Presidente do Iémen cede poder a um juízo para tentar finalizar com a guerra

Abd-Rabbu Mansour Hadi, Presidente do Iémen, cedeu esta quinta-feira os seus poderes a um juízo e dispensou o seu vice. A decisão tem porquê objectivo concordar os esforços liderados pelas Nações Unidas para revitalizar as negociações para pôr termo à guerra que aflige o país há sete anos.

“Delego no Parecer de Liderança Presidencial, de forma irreversível, todos os meus poderes, em conformidade com a Constituição e com a Iniciativa do Golfo, e com o seu mecanismo executivo”, afirmou Hadi à televisão estatal.

A tomada desta decisão, acrescentou, baseia-se na “responsabilidade histórica, pátrio e humanitária, perante as circunstâncias actuais no país” e no “libido de envolver líderes efectivos na gestão do Estado nesta tempo de transição”.

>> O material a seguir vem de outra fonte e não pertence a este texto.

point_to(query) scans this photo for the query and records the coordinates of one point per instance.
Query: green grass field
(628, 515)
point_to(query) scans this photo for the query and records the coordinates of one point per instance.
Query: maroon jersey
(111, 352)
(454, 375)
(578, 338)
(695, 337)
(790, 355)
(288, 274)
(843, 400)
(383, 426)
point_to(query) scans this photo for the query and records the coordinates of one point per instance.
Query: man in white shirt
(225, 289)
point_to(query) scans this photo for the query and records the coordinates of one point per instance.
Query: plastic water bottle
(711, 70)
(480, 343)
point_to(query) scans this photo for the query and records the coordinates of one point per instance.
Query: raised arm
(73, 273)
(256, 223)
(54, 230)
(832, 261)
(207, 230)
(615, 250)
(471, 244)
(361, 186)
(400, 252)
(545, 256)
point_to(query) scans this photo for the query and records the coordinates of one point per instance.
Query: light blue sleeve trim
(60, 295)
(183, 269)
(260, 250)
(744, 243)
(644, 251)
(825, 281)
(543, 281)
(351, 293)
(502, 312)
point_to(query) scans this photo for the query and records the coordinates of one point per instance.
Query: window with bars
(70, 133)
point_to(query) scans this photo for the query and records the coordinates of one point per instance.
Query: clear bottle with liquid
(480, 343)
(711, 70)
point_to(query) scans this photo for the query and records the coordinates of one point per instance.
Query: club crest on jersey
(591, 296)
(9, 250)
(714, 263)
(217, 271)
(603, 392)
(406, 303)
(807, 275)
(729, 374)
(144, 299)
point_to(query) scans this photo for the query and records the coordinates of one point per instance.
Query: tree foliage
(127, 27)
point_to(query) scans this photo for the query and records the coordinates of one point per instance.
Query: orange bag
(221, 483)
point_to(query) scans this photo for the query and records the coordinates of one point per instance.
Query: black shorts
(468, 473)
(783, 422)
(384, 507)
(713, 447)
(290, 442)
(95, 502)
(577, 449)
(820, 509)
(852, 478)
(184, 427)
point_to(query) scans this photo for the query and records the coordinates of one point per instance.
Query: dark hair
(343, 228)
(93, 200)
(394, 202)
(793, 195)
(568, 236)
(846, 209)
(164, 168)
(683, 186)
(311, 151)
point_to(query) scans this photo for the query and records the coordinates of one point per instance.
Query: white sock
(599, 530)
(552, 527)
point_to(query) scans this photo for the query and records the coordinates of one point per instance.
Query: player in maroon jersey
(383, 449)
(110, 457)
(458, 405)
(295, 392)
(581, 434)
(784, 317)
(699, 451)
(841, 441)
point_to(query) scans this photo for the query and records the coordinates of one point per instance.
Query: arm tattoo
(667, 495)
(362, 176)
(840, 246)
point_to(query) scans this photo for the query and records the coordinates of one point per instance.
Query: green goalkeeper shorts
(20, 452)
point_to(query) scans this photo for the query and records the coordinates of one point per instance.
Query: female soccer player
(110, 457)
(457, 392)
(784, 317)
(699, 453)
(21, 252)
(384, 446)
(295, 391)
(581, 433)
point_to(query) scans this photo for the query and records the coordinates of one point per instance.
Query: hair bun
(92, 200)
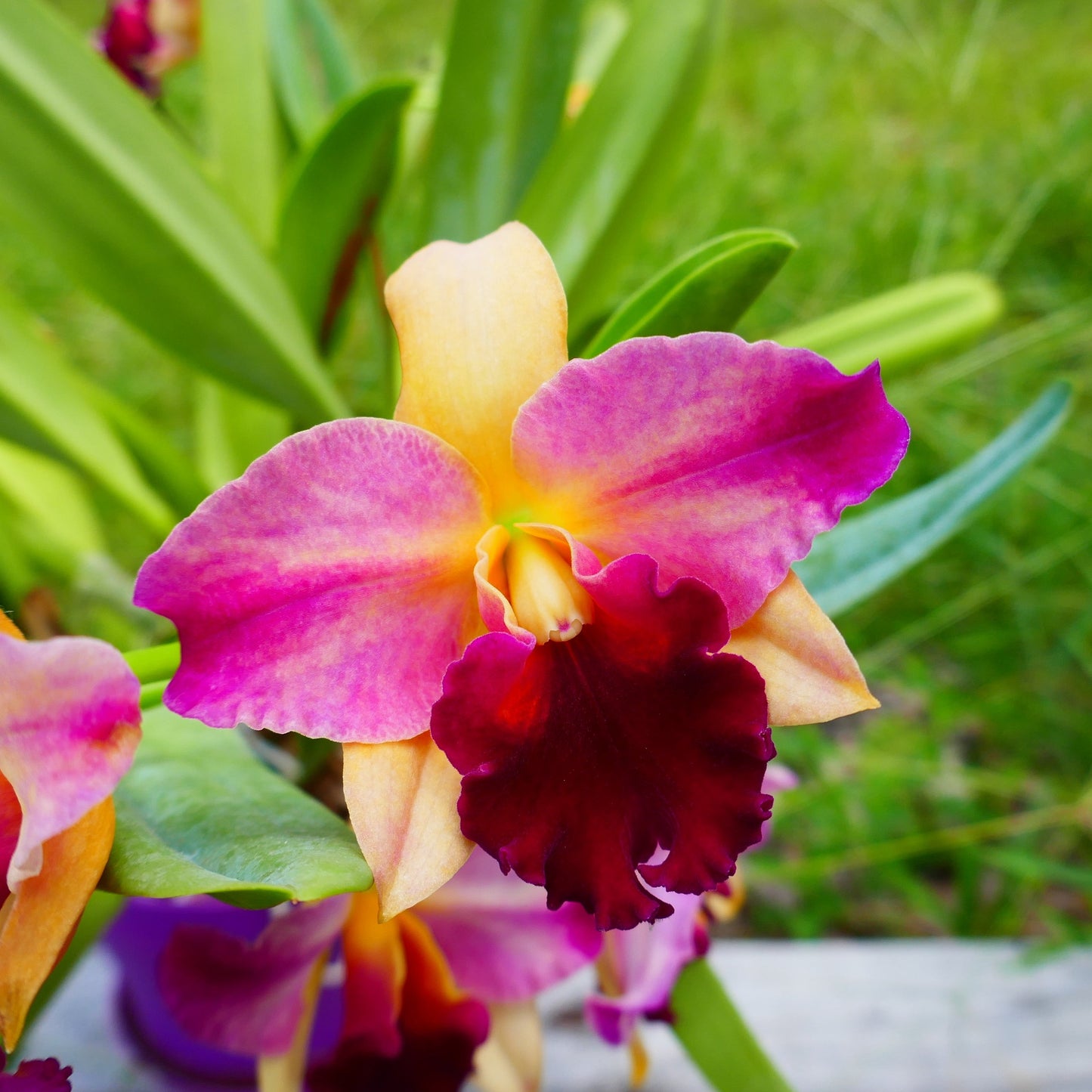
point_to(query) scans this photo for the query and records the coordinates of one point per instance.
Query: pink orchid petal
(719, 459)
(580, 759)
(326, 590)
(11, 819)
(69, 726)
(501, 942)
(247, 998)
(645, 964)
(37, 1075)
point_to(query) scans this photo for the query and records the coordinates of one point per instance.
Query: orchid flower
(69, 725)
(43, 1075)
(144, 39)
(421, 993)
(539, 562)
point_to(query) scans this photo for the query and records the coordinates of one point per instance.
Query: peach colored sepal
(37, 920)
(810, 675)
(403, 804)
(481, 326)
(284, 1072)
(511, 1058)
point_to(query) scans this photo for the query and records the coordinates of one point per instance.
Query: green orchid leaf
(169, 471)
(501, 102)
(93, 176)
(240, 110)
(232, 429)
(908, 326)
(716, 1037)
(48, 508)
(312, 67)
(198, 814)
(156, 664)
(865, 552)
(608, 169)
(333, 199)
(708, 289)
(43, 407)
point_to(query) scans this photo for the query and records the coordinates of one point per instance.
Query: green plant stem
(716, 1037)
(155, 664)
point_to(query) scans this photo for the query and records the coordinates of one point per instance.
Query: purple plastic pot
(138, 938)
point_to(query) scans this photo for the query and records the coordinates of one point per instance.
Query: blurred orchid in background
(69, 726)
(36, 1076)
(145, 39)
(424, 998)
(542, 571)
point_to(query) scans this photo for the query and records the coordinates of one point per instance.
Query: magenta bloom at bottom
(36, 1076)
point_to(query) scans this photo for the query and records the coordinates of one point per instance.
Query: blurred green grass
(896, 139)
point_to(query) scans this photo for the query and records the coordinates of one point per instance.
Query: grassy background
(895, 139)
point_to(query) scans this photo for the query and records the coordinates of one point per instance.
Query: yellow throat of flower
(545, 595)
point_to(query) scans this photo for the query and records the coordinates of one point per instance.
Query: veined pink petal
(810, 675)
(69, 726)
(719, 459)
(248, 998)
(639, 969)
(326, 590)
(501, 942)
(581, 758)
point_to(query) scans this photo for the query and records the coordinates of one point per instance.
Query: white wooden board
(913, 1016)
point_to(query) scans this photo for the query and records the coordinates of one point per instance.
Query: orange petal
(39, 917)
(403, 803)
(481, 326)
(810, 675)
(376, 974)
(511, 1058)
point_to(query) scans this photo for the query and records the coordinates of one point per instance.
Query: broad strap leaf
(708, 289)
(716, 1037)
(864, 554)
(508, 69)
(96, 179)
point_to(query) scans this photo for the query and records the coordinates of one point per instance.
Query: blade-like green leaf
(864, 554)
(708, 289)
(908, 326)
(49, 506)
(603, 173)
(164, 466)
(713, 1033)
(240, 112)
(232, 429)
(43, 407)
(200, 815)
(333, 196)
(312, 67)
(96, 179)
(508, 69)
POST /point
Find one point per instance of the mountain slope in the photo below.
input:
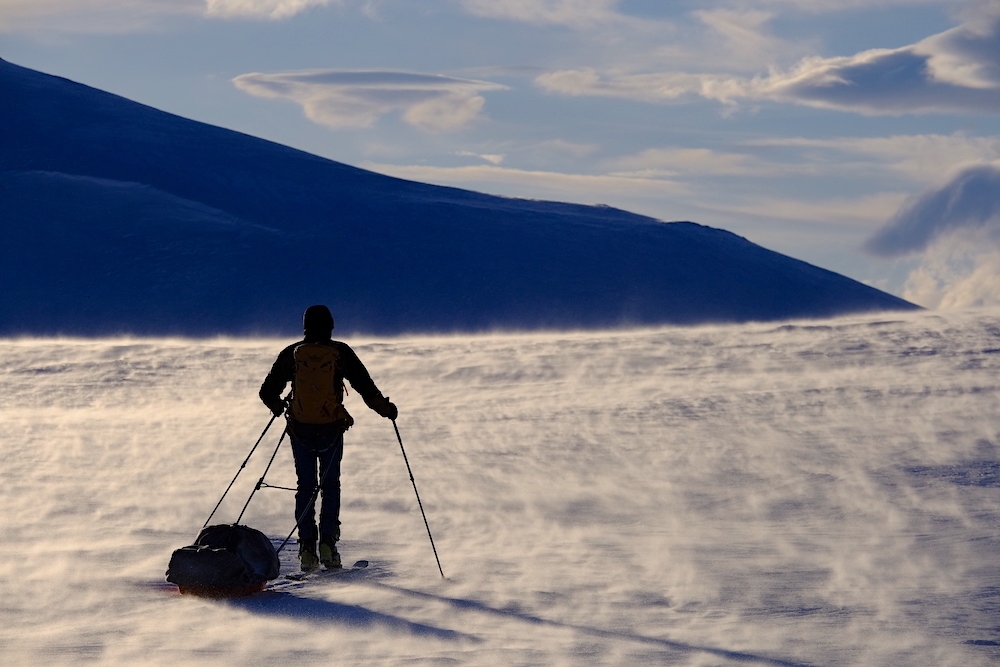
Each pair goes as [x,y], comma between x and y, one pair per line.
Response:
[123,218]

Hadi tinha assumido o controlo de um Estado em desintegração há tapume de uma dezena, na sequência dos protestos que derrubaram o Presidente Ali Abdullah Saleh, morto em 2017.

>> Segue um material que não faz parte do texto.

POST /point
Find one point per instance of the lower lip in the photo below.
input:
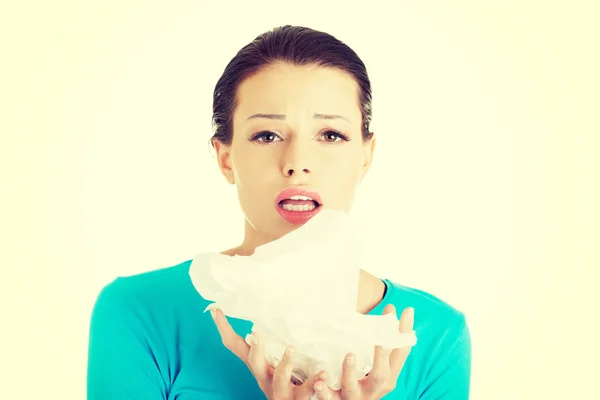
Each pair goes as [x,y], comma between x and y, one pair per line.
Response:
[297,217]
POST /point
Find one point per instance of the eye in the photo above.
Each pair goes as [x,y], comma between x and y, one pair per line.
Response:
[333,136]
[265,137]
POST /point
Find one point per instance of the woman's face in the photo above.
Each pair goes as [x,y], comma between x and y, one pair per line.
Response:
[294,127]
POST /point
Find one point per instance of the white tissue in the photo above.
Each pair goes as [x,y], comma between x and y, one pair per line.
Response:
[302,290]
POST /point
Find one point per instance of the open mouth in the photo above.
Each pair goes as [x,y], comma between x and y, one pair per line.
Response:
[299,204]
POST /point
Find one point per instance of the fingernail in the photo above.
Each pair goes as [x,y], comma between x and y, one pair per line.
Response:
[289,351]
[351,360]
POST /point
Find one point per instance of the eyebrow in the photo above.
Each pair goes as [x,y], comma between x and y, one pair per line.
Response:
[282,117]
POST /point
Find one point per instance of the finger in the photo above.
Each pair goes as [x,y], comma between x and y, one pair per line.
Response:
[399,356]
[324,392]
[380,375]
[350,388]
[256,359]
[283,373]
[307,389]
[230,339]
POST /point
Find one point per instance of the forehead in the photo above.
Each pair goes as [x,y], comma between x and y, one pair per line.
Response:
[290,89]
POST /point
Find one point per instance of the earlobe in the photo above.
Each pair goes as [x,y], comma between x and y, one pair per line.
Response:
[224,160]
[369,150]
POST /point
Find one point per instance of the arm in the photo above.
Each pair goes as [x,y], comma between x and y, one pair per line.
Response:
[450,375]
[121,364]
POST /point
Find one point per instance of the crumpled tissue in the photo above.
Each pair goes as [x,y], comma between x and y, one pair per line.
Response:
[302,290]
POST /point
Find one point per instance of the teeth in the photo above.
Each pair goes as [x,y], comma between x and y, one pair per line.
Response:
[298,197]
[305,207]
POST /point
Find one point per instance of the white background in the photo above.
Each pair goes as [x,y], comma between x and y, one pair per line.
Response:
[483,191]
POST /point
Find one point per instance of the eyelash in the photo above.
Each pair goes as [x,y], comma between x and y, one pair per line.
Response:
[339,134]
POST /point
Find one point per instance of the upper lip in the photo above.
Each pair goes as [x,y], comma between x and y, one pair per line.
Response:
[298,191]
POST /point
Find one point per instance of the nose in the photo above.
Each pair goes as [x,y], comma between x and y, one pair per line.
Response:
[296,159]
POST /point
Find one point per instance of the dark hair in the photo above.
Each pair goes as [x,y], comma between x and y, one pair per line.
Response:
[298,46]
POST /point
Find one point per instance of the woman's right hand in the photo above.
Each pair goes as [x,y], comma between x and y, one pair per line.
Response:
[274,382]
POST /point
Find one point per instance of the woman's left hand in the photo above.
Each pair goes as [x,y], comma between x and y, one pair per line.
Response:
[380,381]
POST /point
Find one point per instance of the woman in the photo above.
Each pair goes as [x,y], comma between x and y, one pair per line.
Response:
[291,114]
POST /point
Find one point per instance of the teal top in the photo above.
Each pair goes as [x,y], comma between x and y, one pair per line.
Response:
[150,339]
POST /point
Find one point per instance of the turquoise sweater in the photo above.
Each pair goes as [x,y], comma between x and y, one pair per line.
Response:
[151,340]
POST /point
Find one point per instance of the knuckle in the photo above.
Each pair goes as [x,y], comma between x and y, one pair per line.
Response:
[379,379]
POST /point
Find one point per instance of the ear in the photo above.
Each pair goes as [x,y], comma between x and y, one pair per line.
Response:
[369,149]
[224,160]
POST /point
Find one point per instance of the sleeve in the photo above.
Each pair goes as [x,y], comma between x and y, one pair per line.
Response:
[121,364]
[450,375]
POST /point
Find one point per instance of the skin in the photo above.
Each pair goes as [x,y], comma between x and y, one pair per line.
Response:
[300,149]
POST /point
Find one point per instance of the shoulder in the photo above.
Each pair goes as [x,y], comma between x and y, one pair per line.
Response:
[440,327]
[439,364]
[161,291]
[431,311]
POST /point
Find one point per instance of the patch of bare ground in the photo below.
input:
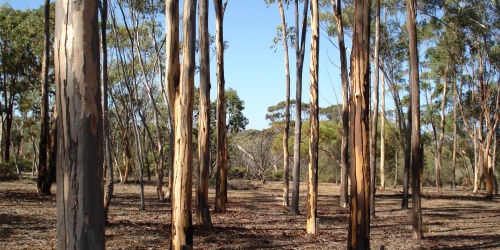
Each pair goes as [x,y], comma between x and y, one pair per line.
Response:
[256,220]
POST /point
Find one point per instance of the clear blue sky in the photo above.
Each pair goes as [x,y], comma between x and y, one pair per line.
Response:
[252,68]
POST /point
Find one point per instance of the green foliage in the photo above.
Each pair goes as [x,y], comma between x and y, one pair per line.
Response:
[8,171]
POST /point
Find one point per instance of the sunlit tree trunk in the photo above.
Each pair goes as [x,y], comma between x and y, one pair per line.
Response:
[299,54]
[455,137]
[202,208]
[382,137]
[359,217]
[416,139]
[221,158]
[439,150]
[44,183]
[172,68]
[286,131]
[182,225]
[407,157]
[373,128]
[80,208]
[312,184]
[396,170]
[344,155]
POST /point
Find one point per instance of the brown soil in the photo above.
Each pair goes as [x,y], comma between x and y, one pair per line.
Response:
[256,220]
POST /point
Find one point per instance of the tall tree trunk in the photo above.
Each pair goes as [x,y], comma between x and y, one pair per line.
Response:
[286,131]
[416,138]
[202,208]
[439,160]
[43,184]
[373,134]
[396,170]
[344,155]
[172,68]
[312,186]
[455,137]
[221,158]
[139,160]
[477,163]
[299,54]
[182,224]
[407,157]
[109,186]
[382,137]
[359,217]
[80,208]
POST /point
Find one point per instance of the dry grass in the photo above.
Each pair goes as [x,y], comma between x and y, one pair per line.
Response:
[256,220]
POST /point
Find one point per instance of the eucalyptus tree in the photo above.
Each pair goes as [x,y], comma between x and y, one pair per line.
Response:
[374,124]
[312,184]
[344,158]
[108,166]
[44,179]
[172,69]
[299,54]
[286,129]
[416,138]
[80,210]
[202,206]
[359,217]
[182,225]
[221,158]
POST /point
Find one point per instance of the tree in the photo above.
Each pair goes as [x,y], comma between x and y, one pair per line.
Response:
[109,186]
[299,54]
[172,69]
[202,207]
[286,129]
[416,138]
[221,158]
[374,124]
[80,209]
[182,225]
[312,186]
[44,182]
[359,217]
[344,158]
[382,137]
[21,44]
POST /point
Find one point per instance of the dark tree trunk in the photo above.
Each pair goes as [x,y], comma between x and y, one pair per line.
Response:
[416,138]
[221,158]
[109,186]
[43,184]
[359,219]
[373,134]
[202,207]
[80,208]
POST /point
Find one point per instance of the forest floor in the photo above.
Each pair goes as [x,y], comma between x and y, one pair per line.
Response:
[256,220]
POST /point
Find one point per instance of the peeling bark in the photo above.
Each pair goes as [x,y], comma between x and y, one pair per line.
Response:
[312,185]
[359,219]
[80,210]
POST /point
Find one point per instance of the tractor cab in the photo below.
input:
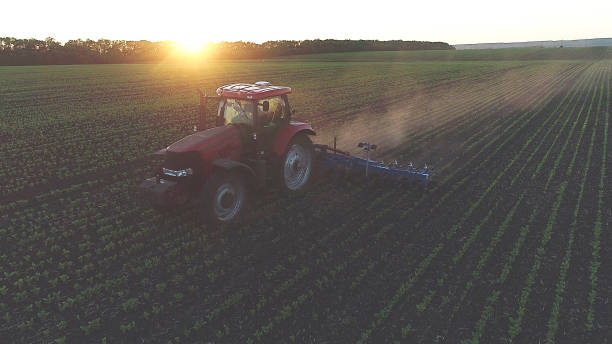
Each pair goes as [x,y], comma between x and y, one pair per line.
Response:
[259,110]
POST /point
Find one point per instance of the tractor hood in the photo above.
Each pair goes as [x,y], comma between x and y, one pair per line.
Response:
[213,137]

O vice-presidente dispensado por Hadi é o general Ali Mohsen al-Ahmar, uma figura incómoda para os rebeldes houthis, por desculpa das operações militares que liderou no seu bastião, a Setentrião, mas também muito criticada no Sul, devido ao seu papel durante a guerra social de 1994.

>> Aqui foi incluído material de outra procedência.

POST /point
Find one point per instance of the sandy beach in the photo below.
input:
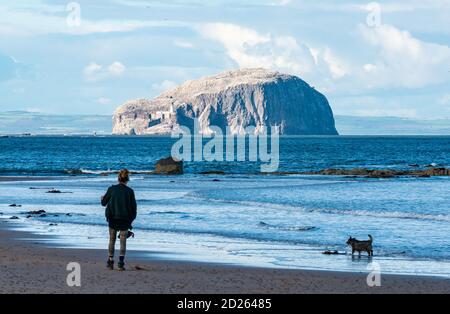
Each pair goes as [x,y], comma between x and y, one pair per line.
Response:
[29,267]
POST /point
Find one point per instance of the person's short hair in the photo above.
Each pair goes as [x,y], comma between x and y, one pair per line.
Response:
[124,176]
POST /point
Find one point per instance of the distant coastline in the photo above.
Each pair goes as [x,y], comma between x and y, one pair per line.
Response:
[19,123]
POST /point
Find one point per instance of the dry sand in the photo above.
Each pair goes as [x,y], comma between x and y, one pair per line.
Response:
[27,266]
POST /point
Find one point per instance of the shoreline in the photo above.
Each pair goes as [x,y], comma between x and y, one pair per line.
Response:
[29,266]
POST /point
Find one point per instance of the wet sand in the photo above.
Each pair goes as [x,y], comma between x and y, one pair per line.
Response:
[27,266]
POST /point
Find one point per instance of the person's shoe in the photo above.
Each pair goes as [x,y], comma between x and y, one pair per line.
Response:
[110,264]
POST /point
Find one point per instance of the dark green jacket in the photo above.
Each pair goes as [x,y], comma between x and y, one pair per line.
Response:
[120,203]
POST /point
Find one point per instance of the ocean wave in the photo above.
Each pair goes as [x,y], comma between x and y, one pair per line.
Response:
[351,212]
[286,228]
[101,172]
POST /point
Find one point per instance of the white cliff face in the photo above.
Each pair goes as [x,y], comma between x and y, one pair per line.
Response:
[235,99]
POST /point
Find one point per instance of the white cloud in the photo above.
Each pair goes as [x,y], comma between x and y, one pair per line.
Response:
[183,44]
[116,68]
[163,86]
[92,69]
[403,60]
[104,101]
[249,49]
[444,100]
[96,72]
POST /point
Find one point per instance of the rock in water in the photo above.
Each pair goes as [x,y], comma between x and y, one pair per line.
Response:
[169,166]
[235,99]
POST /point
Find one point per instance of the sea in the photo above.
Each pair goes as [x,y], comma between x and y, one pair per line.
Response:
[242,217]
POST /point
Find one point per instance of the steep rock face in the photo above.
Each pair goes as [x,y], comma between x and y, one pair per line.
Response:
[234,99]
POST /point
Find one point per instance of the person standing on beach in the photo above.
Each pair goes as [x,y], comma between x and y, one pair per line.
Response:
[121,211]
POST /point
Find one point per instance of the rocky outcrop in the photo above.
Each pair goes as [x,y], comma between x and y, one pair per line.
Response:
[169,166]
[382,173]
[235,99]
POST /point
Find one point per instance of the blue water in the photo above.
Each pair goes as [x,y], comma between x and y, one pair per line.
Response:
[56,155]
[245,218]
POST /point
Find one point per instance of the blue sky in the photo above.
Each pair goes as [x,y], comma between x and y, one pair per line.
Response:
[389,58]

Pouco depois do proclamação, Riade anunciou um pacote de 3 milénio milhões de dólares (tapume de 2,76 milénio milhões de euros) em ajuda financeira ao Governo iemenita, bravo pela Arábia Saudita, e pediu o retomar das discussões com os houthis, que controlam a região Setentrião do Iémen, depois de terem expulsado Hadi da capital, Saana, em 2014.

O Governo saudita solicitou ao novo juízo para negociar com os rebeldes apoiados pelo Irão no contextura dos pedidos da ONU para “uma solução final e abrangente”.

As duas partes beligerantes alcançaram recentemente, e pela primeira vez em seis anos, um entendimento de cessar-fogo, com duração de dois meses. A trégua também permitiu o atraso do bloqueio imposto pela coligação militar liderada pelos sauditas aos territórios controlados pelos houthis.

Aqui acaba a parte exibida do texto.